Only a month after it bought mobile commerce firm Magento, eBay has further bolstered its PayPal unit with the purchase of m-payments player Zong for $240m in cash.

PayPal is expanding its transactions methods from online to the burgeoning market for mobile payments, and plans to create a full end-to-end commerce platform. Zong brings it the valuable added dimension of carrier billing. Zong, which was backed by Matrix Partners, Advent Venture Partners and Newbury Ventures, works with 250 carriers in 45 countries to support operator billing.

PayPal has said it expects to do $3bn in mobile transactions this year and already has over 8m people making purchases on their mobile phones, with $10m in mobile payments every day.

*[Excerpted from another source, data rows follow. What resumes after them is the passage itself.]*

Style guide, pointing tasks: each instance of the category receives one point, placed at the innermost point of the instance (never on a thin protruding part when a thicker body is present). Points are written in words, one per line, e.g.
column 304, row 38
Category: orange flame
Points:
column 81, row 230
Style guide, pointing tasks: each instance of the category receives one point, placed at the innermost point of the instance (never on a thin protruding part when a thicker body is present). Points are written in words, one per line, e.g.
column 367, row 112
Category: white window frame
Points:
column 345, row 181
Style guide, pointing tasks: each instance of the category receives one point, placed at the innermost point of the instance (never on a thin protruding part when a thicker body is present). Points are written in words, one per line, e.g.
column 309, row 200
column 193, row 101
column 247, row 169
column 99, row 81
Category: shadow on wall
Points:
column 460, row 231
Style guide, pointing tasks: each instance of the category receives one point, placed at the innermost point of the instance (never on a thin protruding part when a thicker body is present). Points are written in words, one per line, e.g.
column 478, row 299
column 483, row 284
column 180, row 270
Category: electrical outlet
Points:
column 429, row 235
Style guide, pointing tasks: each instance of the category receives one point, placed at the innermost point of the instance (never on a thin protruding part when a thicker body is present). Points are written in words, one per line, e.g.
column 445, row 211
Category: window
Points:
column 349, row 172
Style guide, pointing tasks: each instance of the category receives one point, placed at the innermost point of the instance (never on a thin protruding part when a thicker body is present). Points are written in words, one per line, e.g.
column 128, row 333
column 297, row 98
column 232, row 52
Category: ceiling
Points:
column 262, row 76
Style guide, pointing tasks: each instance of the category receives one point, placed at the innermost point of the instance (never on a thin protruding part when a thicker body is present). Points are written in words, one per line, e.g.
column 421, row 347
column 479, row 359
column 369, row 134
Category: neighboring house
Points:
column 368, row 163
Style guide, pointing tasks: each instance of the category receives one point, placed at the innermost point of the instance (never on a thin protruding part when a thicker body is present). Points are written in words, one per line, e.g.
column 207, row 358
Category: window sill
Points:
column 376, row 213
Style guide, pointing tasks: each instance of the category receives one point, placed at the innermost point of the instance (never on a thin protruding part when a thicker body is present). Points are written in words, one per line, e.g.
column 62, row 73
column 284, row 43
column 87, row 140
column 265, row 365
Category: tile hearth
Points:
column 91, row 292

“Commerce is changing. With mobile phones, we walk around with a mall in our pockets. PayPal helps to make money work better for customers in this new commerce reality – no matter how they want to pay or what device they’re using,” said Scott Thompson, president of PayPal. “We believe that Zong will strengthen this value by helping us reach the more than 4bn people who have mobile phones, giving them more choice and security when they pay.”

eBay has bought a series of start-ups to support its creation of a full commerce platform – these include Magento, Where, GSI, RedLaser, Fig Card and Milo, which have enabled it to move out of online-only transactions into real world payments and location aware services. With these

acquisitions, the auction giant aims to emulate Visa and build a broad system that will span mobile, online, social and local payments.

eBay is calling this system X.Commerce and is setting up a business division dedicated to it. This will create an open platform that support payments and end-to-end services to merchants, connecting them to consumers in an increasingly targeted, and even hyperlocal, way. Bringing Magento together with PayPal and GSI – a digital ecommerce and marketing firm – will put most of those X.Commerce elements in place.

Meanwhile, RedLaser specializes in comparison shopping; Milo links customers to a local inventory of products; Where added a location-based advertising network plus a local deals service and guides; and Fig Card is a competitor to offline payments start-up Square. And PayPal itself is working on its own mobile and point-of-sale offerings, leveraging its strong brand.